Я прислушался к разговору и догадался, о ком это так сердечно говорит моя бабушка: о некоей бибиоту́н, которая обучает девочек грамоте, а также умеет сочинять стихи в память покойного. Вот к ней, оказывается, и ходила бабушка. Оттуда и листочек со стихами на смерть моего отца.

— Прочитай, биби́, вслух прочитай! — попросила бабушка подругу.

Бибиойшу не пришлось долго упрашивать. Она слыла в городе сладкоречивой чтицей; женщинам всегда нравилось ее слушать. Тетушка расправила листочек, глянула на дверь — не помешает ли кто. Выпрямилась, сделала скорбное лицо, качнула головой вправо-влево и начала читать стихи плачущим голосом, нараспев:

Цветик алый — красу сада райского — потеряла я, Сына юного, кровинку мою, потеряла я, Нерасцветший бутон потеряла я, Души отраду, опору свою потеряла я… Мой жемчуг бесценный, мирза [16] Амонджан, мой сынок!

Бибиойша на миг приостановилась, поглядела на бабушку и осталась очень довольной, что подруга всхлипывает все сильнее, утирая глаза кончиком платка.

Горю в тоске по тебе, свет очей, дитя мое! Кипарис мой нежный, нет тебя стройней, дитя мое! Сотни ран оставил ты в душе моей, дитя мое! Больше нет тебя среди друзей твоих, дитя мое, Мой красавец, герой, богатырь, великан, мой сын!

«Разве мой отец был великан?» — подумал я. Но бабушка не обратила внимания на эту ошибку и продолжала молча заливаться слезами.

Разбил одинокой матери ты душу — ушел, Обездолил милу жену-подругу — ушел, Своих деток счастья лишил — ушел, Друзей опечалил, стон у них вырвал — ушел, Осиротил ты дом, стал одинок и сам, мой сынок!

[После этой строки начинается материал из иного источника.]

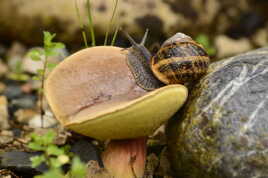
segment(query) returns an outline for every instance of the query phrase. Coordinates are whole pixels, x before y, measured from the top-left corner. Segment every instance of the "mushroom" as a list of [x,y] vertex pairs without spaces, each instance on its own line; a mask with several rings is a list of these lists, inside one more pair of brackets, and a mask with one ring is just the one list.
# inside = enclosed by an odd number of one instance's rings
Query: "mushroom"
[[59,122],[97,140],[111,140],[102,158],[116,178],[142,177],[146,137],[185,102],[183,85],[148,92],[140,88],[126,62],[129,51],[98,46],[61,62],[45,82],[45,95]]

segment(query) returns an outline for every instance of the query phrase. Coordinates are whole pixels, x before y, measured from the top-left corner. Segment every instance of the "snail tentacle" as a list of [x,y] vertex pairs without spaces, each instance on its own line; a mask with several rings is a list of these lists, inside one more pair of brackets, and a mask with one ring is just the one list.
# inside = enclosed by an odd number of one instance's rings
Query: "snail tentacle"
[[136,83],[145,90],[154,90],[163,86],[164,84],[154,76],[150,68],[152,55],[144,46],[148,30],[146,30],[140,44],[136,43],[128,33],[124,33],[132,44],[127,55],[127,64],[136,80]]

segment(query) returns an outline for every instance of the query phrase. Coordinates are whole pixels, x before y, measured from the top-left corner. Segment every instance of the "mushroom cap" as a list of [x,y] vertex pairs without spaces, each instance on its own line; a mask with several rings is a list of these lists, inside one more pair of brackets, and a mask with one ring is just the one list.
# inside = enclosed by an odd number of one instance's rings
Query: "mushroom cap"
[[183,85],[140,88],[127,65],[128,52],[87,48],[49,74],[45,95],[63,126],[99,140],[148,136],[183,105],[188,95]]

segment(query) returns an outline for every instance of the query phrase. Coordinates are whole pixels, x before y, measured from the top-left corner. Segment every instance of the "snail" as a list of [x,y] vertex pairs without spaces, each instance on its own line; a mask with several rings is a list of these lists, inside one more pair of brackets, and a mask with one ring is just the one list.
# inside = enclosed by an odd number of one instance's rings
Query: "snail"
[[148,30],[140,44],[129,34],[125,35],[132,44],[127,56],[128,66],[137,84],[145,90],[154,90],[164,84],[191,86],[207,72],[209,56],[190,36],[176,33],[152,56],[144,46]]

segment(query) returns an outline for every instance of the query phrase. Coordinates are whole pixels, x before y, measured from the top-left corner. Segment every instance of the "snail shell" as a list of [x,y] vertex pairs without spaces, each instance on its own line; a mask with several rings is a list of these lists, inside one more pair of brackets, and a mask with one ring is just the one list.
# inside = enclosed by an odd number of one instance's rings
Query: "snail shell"
[[151,58],[154,75],[165,84],[187,84],[207,72],[209,57],[191,37],[176,33]]
[[148,30],[140,44],[126,34],[132,44],[127,63],[136,83],[143,89],[153,90],[163,86],[163,83],[191,86],[207,72],[208,54],[191,37],[176,33],[152,57],[144,47],[147,33]]

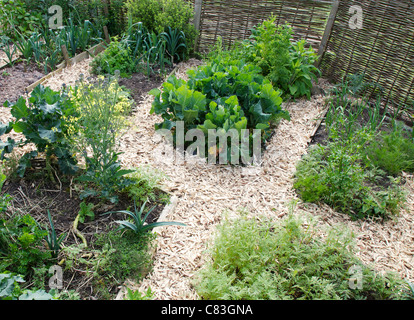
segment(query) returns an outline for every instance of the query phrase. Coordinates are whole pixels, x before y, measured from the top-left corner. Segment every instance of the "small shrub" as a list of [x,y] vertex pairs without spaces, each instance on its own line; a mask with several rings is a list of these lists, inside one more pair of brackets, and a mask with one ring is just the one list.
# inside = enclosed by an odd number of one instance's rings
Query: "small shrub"
[[0,220],[0,272],[5,270],[22,275],[33,273],[33,268],[52,262],[50,251],[45,250],[47,231],[30,215]]
[[104,52],[92,60],[92,73],[114,75],[119,70],[122,77],[131,75],[136,71],[136,65],[130,51],[129,47],[115,38]]
[[149,32],[160,34],[168,28],[183,31],[186,48],[194,48],[196,30],[190,23],[193,17],[192,3],[184,0],[127,0],[128,17],[132,23],[142,22]]
[[[380,276],[355,257],[349,232],[331,227],[326,234],[317,236],[316,221],[291,215],[277,222],[226,220],[193,284],[206,300],[407,298],[398,276]],[[360,271],[362,288],[350,287],[351,267]]]
[[366,161],[390,175],[414,172],[414,140],[404,136],[401,128],[382,133],[364,150]]

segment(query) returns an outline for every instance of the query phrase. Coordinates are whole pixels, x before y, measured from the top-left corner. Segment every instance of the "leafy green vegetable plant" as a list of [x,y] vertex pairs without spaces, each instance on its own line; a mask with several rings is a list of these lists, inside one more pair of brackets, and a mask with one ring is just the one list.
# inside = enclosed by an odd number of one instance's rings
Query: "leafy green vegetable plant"
[[187,49],[187,45],[185,44],[185,33],[168,27],[168,31],[163,32],[162,35],[165,38],[166,49],[168,55],[171,57],[171,62],[174,63],[175,61],[184,60],[185,50]]
[[80,203],[80,210],[79,210],[79,222],[84,223],[86,218],[89,218],[90,220],[95,219],[95,213],[93,212],[94,208],[93,203],[86,203],[85,201],[82,201]]
[[238,42],[228,52],[218,43],[209,57],[218,51],[221,56],[244,59],[261,69],[283,98],[310,97],[312,81],[320,74],[314,66],[317,55],[305,40],[294,42],[293,30],[288,25],[276,26],[276,16],[252,28],[249,39]]
[[193,5],[183,0],[128,0],[125,4],[131,23],[142,22],[148,32],[161,34],[180,30],[185,35],[186,55],[194,48],[197,32],[191,19]]
[[0,1],[0,25],[2,33],[12,39],[19,34],[26,34],[34,31],[43,24],[39,12],[30,12],[26,3],[21,0]]
[[50,263],[51,252],[44,250],[47,231],[29,214],[0,219],[0,272],[28,275],[33,268]]
[[37,156],[38,152],[45,152],[47,159],[56,156],[59,168],[65,174],[74,174],[77,161],[70,152],[70,145],[66,138],[68,131],[68,119],[73,116],[74,106],[64,92],[56,92],[48,87],[38,85],[30,95],[28,104],[23,97],[16,103],[6,101],[5,107],[15,121],[8,125],[0,125],[0,134],[11,130],[22,133],[26,140],[15,143],[9,139],[7,143],[0,144],[2,157],[10,153],[15,146],[24,146],[34,143],[36,151],[26,153],[20,161],[19,175],[22,177],[27,167],[30,167],[30,159]]
[[54,296],[44,290],[22,289],[23,276],[16,273],[0,273],[0,300],[52,300]]
[[121,76],[126,77],[136,71],[137,65],[130,49],[115,38],[103,53],[93,59],[91,67],[94,74],[114,75],[115,70],[119,70]]
[[[251,64],[216,59],[189,70],[188,76],[188,81],[171,76],[164,82],[162,91],[150,91],[155,96],[150,112],[164,120],[156,124],[156,129],[172,130],[178,121],[183,121],[185,132],[216,130],[219,136],[226,136],[228,132],[237,132],[240,136],[242,130],[247,130],[245,140],[250,147],[253,129],[260,131],[259,140],[264,141],[279,119],[289,120],[289,113],[281,108],[280,92],[260,74],[260,68]],[[217,150],[225,154],[225,161],[238,159],[247,152],[207,143],[203,155]]]

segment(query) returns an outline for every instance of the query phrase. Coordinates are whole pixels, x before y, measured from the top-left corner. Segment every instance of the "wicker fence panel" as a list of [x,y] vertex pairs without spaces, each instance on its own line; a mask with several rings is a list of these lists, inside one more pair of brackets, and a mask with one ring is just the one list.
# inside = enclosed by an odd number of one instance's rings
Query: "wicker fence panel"
[[317,48],[331,5],[331,0],[203,0],[198,49],[208,51],[218,36],[227,47],[246,39],[250,29],[272,13],[278,24],[289,23],[296,38]]
[[[349,26],[352,5],[363,10],[361,29]],[[333,81],[364,73],[367,81],[381,86],[386,102],[412,109],[414,1],[341,0],[320,67]]]

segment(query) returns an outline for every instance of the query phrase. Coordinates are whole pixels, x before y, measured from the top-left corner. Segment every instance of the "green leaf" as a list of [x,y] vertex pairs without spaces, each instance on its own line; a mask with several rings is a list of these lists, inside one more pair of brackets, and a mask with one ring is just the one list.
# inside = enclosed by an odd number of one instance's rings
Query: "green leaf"
[[48,104],[48,103],[41,103],[39,105],[39,109],[42,110],[45,114],[48,113],[55,113],[56,111],[59,110],[59,103],[53,103],[53,104]]
[[53,132],[52,130],[47,130],[44,128],[39,128],[39,136],[42,139],[47,140],[49,143],[53,143],[56,141],[56,135],[55,132]]
[[27,291],[23,293],[19,300],[52,300],[53,297],[51,294],[47,293],[44,290],[37,290],[37,291]]
[[9,122],[8,124],[3,124],[0,122],[0,136],[3,134],[10,133],[10,131],[13,129],[13,123]]
[[151,230],[157,227],[163,227],[163,226],[181,226],[186,227],[187,225],[182,222],[175,222],[175,221],[160,221],[160,222],[154,222],[151,224],[144,225],[144,227],[141,228],[141,231],[147,231]]
[[23,178],[26,169],[32,166],[31,160],[37,157],[37,151],[31,151],[25,153],[19,160],[19,165],[17,166],[16,173],[20,178]]
[[159,96],[161,94],[161,90],[157,89],[157,88],[154,88],[154,89],[150,90],[148,92],[148,94],[150,94],[152,96]]
[[206,121],[204,121],[203,125],[198,126],[198,129],[202,130],[205,134],[208,133],[209,129],[216,129],[216,128],[217,128],[217,126],[213,122],[211,122],[210,120],[206,120]]
[[17,102],[11,106],[10,113],[17,120],[26,118],[29,115],[26,100],[23,97],[20,97]]
[[184,121],[186,123],[193,123],[198,117],[198,110],[184,110]]
[[25,132],[29,128],[29,124],[27,122],[16,122],[13,125],[13,130],[17,133]]

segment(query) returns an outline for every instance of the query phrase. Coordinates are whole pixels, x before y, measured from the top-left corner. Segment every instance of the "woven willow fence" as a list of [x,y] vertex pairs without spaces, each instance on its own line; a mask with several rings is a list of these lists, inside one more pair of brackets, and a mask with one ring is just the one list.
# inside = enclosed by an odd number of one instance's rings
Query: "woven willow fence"
[[305,38],[319,45],[325,29],[332,1],[328,0],[203,0],[201,5],[199,51],[207,51],[221,36],[223,44],[230,46],[235,40],[245,39],[250,29],[271,14],[277,24],[288,22],[295,37]]
[[[355,5],[362,9],[361,29],[350,26]],[[364,73],[380,85],[386,102],[413,108],[413,0],[195,0],[195,12],[201,52],[218,36],[225,46],[247,38],[251,27],[273,13],[278,24],[288,22],[295,38],[306,39],[323,55],[324,77],[337,82]]]
[[[350,28],[352,5],[362,9],[361,29]],[[412,109],[413,45],[414,1],[341,0],[320,67],[325,77],[335,81],[363,73],[368,82],[380,85],[385,102]]]

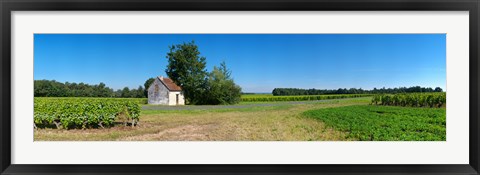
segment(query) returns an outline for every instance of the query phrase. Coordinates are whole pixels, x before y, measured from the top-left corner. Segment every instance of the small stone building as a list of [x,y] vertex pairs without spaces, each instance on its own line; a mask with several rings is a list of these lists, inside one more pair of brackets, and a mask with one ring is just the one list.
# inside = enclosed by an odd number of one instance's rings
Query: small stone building
[[157,77],[148,87],[148,104],[185,105],[182,88],[170,78]]

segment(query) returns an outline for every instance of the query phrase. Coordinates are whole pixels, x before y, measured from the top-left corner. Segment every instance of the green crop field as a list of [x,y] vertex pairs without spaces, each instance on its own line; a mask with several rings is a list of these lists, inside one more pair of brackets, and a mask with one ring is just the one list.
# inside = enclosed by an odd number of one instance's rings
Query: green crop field
[[139,120],[143,99],[119,98],[35,98],[35,127],[96,128],[112,126],[120,116]]
[[363,105],[311,110],[304,115],[354,140],[446,140],[443,108]]
[[[185,106],[148,105],[146,98],[34,101],[36,141],[446,140],[444,103],[384,106],[371,95],[247,94],[236,105]],[[137,125],[125,125],[122,117]]]
[[378,94],[372,98],[372,104],[386,106],[440,108],[445,107],[446,103],[447,94],[445,92]]
[[263,98],[263,97],[273,97],[272,94],[243,94],[242,98]]

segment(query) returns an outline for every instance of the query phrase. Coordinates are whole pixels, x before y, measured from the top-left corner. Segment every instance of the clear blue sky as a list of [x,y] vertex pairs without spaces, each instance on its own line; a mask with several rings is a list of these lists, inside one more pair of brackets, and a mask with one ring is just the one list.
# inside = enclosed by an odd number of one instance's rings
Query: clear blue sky
[[445,34],[35,34],[34,79],[137,88],[194,40],[243,92],[446,86]]

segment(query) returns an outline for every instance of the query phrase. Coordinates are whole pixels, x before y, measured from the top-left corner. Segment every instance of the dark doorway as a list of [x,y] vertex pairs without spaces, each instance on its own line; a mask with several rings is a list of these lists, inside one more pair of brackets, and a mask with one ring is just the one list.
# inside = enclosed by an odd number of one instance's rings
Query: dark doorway
[[177,96],[177,105],[178,105],[178,94],[176,94],[176,96]]

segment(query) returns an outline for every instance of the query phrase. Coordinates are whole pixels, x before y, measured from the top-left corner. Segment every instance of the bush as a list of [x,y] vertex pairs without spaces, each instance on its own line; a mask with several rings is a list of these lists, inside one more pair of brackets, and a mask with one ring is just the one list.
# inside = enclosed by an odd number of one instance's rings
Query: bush
[[208,74],[205,104],[236,104],[240,102],[242,88],[236,85],[230,77],[231,71],[227,69],[225,62],[220,67],[213,67]]

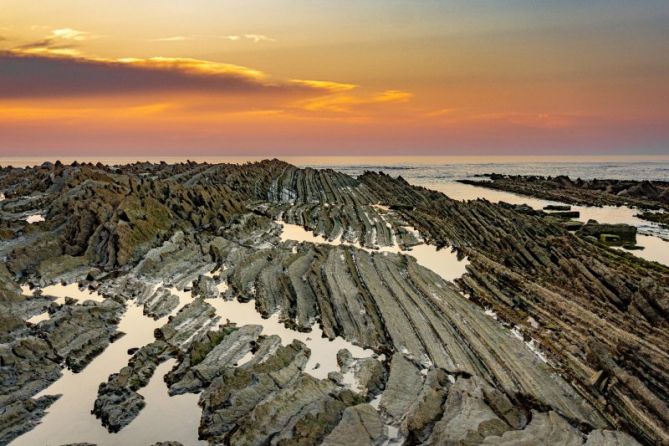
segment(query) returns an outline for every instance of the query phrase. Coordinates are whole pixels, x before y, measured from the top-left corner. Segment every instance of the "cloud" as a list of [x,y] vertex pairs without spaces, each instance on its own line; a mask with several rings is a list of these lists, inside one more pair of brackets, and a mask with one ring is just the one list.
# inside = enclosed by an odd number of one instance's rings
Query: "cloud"
[[298,107],[312,112],[351,113],[356,109],[379,104],[407,102],[413,97],[412,93],[400,90],[386,90],[373,95],[354,95],[346,91],[335,91],[335,94],[307,99],[298,104]]
[[56,28],[43,39],[20,45],[14,50],[22,54],[77,56],[81,54],[80,43],[97,38],[94,34],[73,28]]
[[258,70],[197,59],[92,59],[35,54],[32,48],[0,51],[0,99],[151,92],[308,97],[344,88],[325,81],[276,82]]
[[80,54],[77,45],[62,43],[51,37],[19,45],[13,50],[25,55],[77,56]]
[[193,38],[187,36],[171,36],[161,37],[159,39],[151,39],[151,42],[184,42],[186,40],[193,40]]
[[244,34],[244,38],[252,40],[253,43],[258,42],[275,42],[271,37],[267,37],[264,34]]
[[350,91],[358,87],[355,84],[345,84],[342,82],[332,82],[332,81],[312,81],[312,80],[296,79],[292,82],[296,85],[304,85],[307,87],[328,90],[332,93],[341,93],[344,91]]
[[225,39],[225,40],[232,40],[233,42],[245,39],[245,40],[250,40],[253,43],[260,43],[260,42],[276,42],[276,39],[273,39],[271,37],[268,37],[264,34],[243,34],[243,35],[237,35],[237,34],[231,34],[227,36],[218,36],[219,39]]
[[86,31],[79,31],[77,29],[72,29],[72,28],[54,29],[51,31],[51,35],[49,37],[54,39],[75,40],[77,42],[97,38],[97,36],[94,36],[91,33],[88,33]]

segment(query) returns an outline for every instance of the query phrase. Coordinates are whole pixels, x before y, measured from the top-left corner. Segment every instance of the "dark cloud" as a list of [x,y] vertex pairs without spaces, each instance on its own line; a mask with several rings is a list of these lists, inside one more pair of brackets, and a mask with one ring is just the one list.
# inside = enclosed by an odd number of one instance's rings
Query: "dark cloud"
[[323,91],[314,86],[290,82],[270,84],[245,72],[241,67],[239,72],[234,67],[227,72],[217,70],[215,68],[220,67],[217,65],[212,70],[193,69],[189,65],[193,61],[148,60],[124,63],[21,54],[21,51],[49,45],[54,45],[51,39],[11,51],[0,51],[0,98],[76,97],[161,91],[212,94],[308,94]]
[[41,49],[41,50],[69,50],[69,49],[74,49],[76,48],[74,45],[67,44],[67,43],[62,43],[58,42],[57,39],[53,37],[45,37],[42,40],[38,40],[36,42],[30,42],[26,43],[23,45],[20,45],[16,48],[15,50],[18,51],[26,51],[26,50],[35,50],[35,49]]

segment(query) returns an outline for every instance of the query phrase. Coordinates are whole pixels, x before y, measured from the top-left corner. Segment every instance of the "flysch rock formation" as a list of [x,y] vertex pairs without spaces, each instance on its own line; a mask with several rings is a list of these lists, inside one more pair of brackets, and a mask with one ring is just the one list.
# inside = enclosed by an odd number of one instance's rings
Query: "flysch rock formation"
[[[669,182],[571,179],[566,176],[486,175],[462,183],[585,206],[633,206],[638,217],[669,228]],[[663,211],[663,212],[658,212]]]
[[[90,410],[110,431],[174,358],[159,379],[200,395],[212,445],[669,442],[669,269],[541,212],[278,160],[6,167],[0,192],[0,444],[123,335],[128,305],[160,326],[100,383]],[[282,241],[277,221],[324,243]],[[467,272],[377,249],[423,241]],[[72,282],[102,301],[40,292]],[[316,378],[304,343],[226,321],[223,300],[374,356],[333,351],[340,370]]]

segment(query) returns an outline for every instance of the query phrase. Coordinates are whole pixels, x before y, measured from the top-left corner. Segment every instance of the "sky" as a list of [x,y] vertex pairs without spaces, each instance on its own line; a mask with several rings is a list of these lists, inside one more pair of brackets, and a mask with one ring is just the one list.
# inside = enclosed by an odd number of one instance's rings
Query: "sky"
[[0,0],[0,156],[669,154],[669,2]]

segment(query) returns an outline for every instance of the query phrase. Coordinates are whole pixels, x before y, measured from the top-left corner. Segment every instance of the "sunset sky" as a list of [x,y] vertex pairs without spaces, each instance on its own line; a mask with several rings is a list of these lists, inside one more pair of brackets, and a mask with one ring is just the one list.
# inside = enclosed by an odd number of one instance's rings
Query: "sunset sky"
[[669,153],[669,2],[0,0],[0,156]]

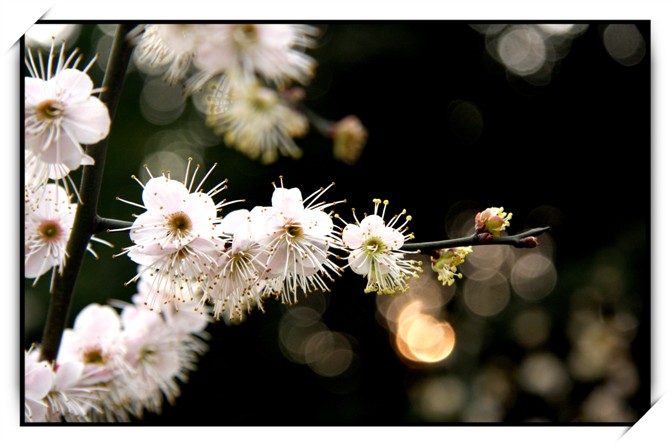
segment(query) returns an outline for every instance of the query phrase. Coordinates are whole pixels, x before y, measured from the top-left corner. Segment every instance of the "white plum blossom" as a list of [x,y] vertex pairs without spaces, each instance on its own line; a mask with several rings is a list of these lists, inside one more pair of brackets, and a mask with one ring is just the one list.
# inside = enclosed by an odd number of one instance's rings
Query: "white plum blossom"
[[222,72],[234,82],[256,76],[275,84],[307,83],[315,61],[304,53],[314,45],[317,29],[308,25],[206,25],[208,38],[198,46],[194,63],[204,71]]
[[[180,336],[170,330],[162,315],[143,305],[128,305],[121,313],[126,363],[132,370],[123,376],[128,410],[141,417],[146,409],[160,413],[163,399],[174,404],[179,384],[186,380],[180,357]],[[118,390],[117,390],[118,391]]]
[[[212,169],[195,188],[198,168],[190,182],[188,168],[183,182],[171,179],[169,174],[152,177],[146,184],[137,180],[144,188],[143,204],[122,200],[145,209],[126,228],[130,229],[133,245],[122,253],[142,266],[131,282],[145,272],[153,275],[153,288],[156,295],[163,292],[162,301],[175,301],[175,296],[182,294],[184,283],[190,289],[194,283],[202,282],[223,250],[225,239],[219,237],[217,226],[221,220],[218,209],[224,203],[215,204],[212,197],[225,189],[226,181],[209,192],[201,190]],[[157,305],[155,297],[152,294],[147,302],[150,308]]]
[[24,193],[24,275],[37,281],[50,269],[62,272],[77,206],[70,203],[65,189],[56,184],[46,184],[35,191],[26,187]]
[[260,84],[231,88],[225,100],[212,101],[207,125],[223,135],[227,145],[251,159],[273,163],[278,155],[299,158],[293,138],[309,129],[307,118],[277,91]]
[[230,212],[221,222],[221,230],[232,235],[232,243],[210,270],[203,300],[213,304],[215,319],[222,315],[241,320],[255,307],[263,311],[267,250],[251,238],[251,213],[246,209]]
[[46,66],[41,53],[39,64],[30,50],[26,57],[31,77],[25,78],[25,148],[38,178],[61,179],[93,164],[82,144],[97,143],[109,133],[107,106],[92,96],[100,90],[87,74],[95,59],[80,71],[81,56],[64,53],[63,42],[57,60],[52,44]]
[[49,405],[46,396],[53,386],[51,365],[39,360],[39,350],[31,348],[24,355],[24,412],[26,422],[46,421]]
[[251,237],[269,252],[266,293],[281,295],[283,303],[297,302],[298,289],[328,290],[324,278],[332,281],[332,273],[340,274],[340,267],[329,258],[329,249],[340,243],[331,216],[324,212],[336,203],[316,203],[330,186],[303,201],[300,189],[282,184],[272,194],[272,206],[251,210]]
[[88,382],[103,383],[125,369],[121,319],[107,305],[89,304],[63,332],[57,364],[81,362]]
[[59,363],[54,373],[54,385],[47,399],[47,421],[91,421],[92,413],[100,413],[101,383],[97,370],[87,368],[81,361]]
[[182,81],[200,40],[203,25],[147,25],[139,38],[133,57],[138,67],[150,74],[163,73],[163,79],[174,85]]
[[[400,216],[406,212],[403,210],[386,223],[384,214],[388,201],[384,201],[381,215],[378,211],[382,201],[374,199],[373,202],[374,214],[360,222],[354,214],[356,224],[349,223],[342,230],[342,242],[349,250],[347,263],[353,272],[368,279],[366,293],[393,294],[406,291],[407,280],[417,277],[421,271],[421,263],[405,259],[405,254],[409,252],[401,249],[413,235],[407,234],[407,226],[395,227]],[[409,220],[411,217],[407,216],[405,221]]]

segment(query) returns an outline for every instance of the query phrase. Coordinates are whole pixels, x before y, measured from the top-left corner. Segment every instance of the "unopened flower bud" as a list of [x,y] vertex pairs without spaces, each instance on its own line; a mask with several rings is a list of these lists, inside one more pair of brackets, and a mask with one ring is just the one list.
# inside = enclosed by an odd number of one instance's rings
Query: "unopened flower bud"
[[535,248],[540,243],[537,241],[537,237],[524,237],[519,240],[519,248]]
[[479,234],[475,235],[477,237],[477,240],[480,243],[488,243],[491,240],[493,240],[493,235],[491,235],[489,232],[480,232]]
[[349,115],[333,125],[331,137],[335,159],[351,165],[360,158],[368,140],[368,131],[356,116]]
[[500,237],[500,233],[510,225],[511,219],[512,214],[508,214],[503,208],[488,208],[475,216],[475,231],[477,234]]

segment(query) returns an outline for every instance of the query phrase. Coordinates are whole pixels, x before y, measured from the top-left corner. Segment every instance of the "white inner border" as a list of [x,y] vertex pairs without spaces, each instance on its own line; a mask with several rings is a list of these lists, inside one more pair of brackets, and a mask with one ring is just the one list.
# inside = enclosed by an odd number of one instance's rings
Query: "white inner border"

Я удивлялся, до чего складно. Слова вроде бы те же, какие произносит бабушка чуть ли не каждый день, когда вспомнит отца и принимается голосить. Но в стихотворении эти слова звучат красиво и так жалостно, что мне тоже трудно удержаться от слез.

Тебя, боль мою вечную, где найду, дитя мое?! Кого спрошу про кипарис мой в саду, дитя мое? Ясный месяц мой — как на след набреду, дитя мое? Прими меня — рядом с тобой покой обрету, дитя мое! Мой свет во мраке жизни, ты судьбой был дан мне, сынок!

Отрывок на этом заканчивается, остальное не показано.